Recently I was watching an on-line photography seminar about portrait photography. In an answering a question the subject of black and white photography came up in a passing way. She made a statement that really stuck with me. The idea was, if color adds nothing to the photograph, then remove it. That concept reverberated in my brain…if it doesn’t add anything, then remove it.
A few days later I was editing photos for our stock portfolio and came across an image I had shot back recently in Kansas.
It was of a two-lane highway disappearing over a rise on the prairie. This is an image I had looked at before, and even submitted for sale – with no sales, I might add. I looked at the image and thought…the color just doesn’t add anything. I shot the photograph at sundown with a bright sun approaching the horizon and the prairie is brown grass. Why not!
Black and White Photography Landscape Editing
I was trying to capture an open, lonely highway on the Great Plains. I had stopped in the middle of the road when I captured the image and hadn’t seen a car for about 15 minutes on this open stretch of road. There is evidence of civilization in the image, you can see the two driveways entering the highway on each side and the fence lines. I wanted to viewer to sense the fact that despite being on a highway, there still weren’t many people around.
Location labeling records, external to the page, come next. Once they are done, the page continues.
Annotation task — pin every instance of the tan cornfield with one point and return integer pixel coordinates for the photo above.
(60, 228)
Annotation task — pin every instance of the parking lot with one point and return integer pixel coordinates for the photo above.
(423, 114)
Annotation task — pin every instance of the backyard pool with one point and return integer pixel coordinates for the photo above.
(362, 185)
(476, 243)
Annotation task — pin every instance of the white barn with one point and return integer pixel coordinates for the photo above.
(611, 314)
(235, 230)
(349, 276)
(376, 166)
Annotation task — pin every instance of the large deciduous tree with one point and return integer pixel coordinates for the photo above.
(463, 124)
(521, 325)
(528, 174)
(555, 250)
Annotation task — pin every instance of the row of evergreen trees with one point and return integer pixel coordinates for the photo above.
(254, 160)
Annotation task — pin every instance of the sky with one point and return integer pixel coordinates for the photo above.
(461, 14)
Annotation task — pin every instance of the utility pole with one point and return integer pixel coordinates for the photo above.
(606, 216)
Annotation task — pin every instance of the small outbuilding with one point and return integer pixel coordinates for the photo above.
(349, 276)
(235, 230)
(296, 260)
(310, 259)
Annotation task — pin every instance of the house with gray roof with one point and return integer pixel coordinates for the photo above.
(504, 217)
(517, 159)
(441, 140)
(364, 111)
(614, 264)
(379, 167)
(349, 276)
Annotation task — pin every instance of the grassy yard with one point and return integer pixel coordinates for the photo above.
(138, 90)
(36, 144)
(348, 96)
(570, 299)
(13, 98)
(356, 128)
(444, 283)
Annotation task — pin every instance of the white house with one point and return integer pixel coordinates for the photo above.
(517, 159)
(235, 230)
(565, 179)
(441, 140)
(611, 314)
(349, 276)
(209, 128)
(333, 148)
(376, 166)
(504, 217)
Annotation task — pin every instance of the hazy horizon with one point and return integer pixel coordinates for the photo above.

I use Lightroom as my primary editing software and have a couple of presets for black and white. A few clicks and edits later and I had a totally different image. Black and white photography is all about textures, contrasts and composition. In many ways, it forces you to be a better, more critical photographer. The resulting black and white image was very different and one I realized was a much better final product.
The more I work with black and white, the more respect I have for the artists who mastered it. Landscape photography is a genre that benefits from a well composed and edited black and white photograph. This is an art form that I am still learning and have a long way to go.
A few years ago I went hiking in Yosemite with a good friend. We took the bus up to Glacier Point and then hiked the Panorama Trail down to the valley floor. The view of Yosemite Valley is awesome and Half Dome is the center of attention at Glacier Point. The view is iconic and every tourist with an iPhone to a Nikon DLSR was trying to capture it, including me. Ansel Adams made Yosemite a must-see for photographers and I think we all secretly hope we can approach his brilliance.
In looking at this image of Half Dome, ask the question, what does color bring to the party? I think the answer is not much. The focal point is Half Dome, a massive granite formation that has very little color to it. The color image does provide variation and provides contrast from the blue sky and the green trees along the lower ridge line, however, the version of this image that is my wallpaper is the black and white version.
The miracle of Lightroom is that I can edit the photo yet not change the original file. If you are using Lightroom, then play with some of your images and see what you think about black and white. The more you edit with this process you will find that you start to shoot with black and white in mind. You start to look for the textures, the contrasts and the ways light plays with the scene. I find that if I do some of my shooting with the intention of processing to black and white it makes me a more critical shooter.
Oh, when I posted the black and white highway photo to one of the stock agencies, it had a sale in less than 24 hours.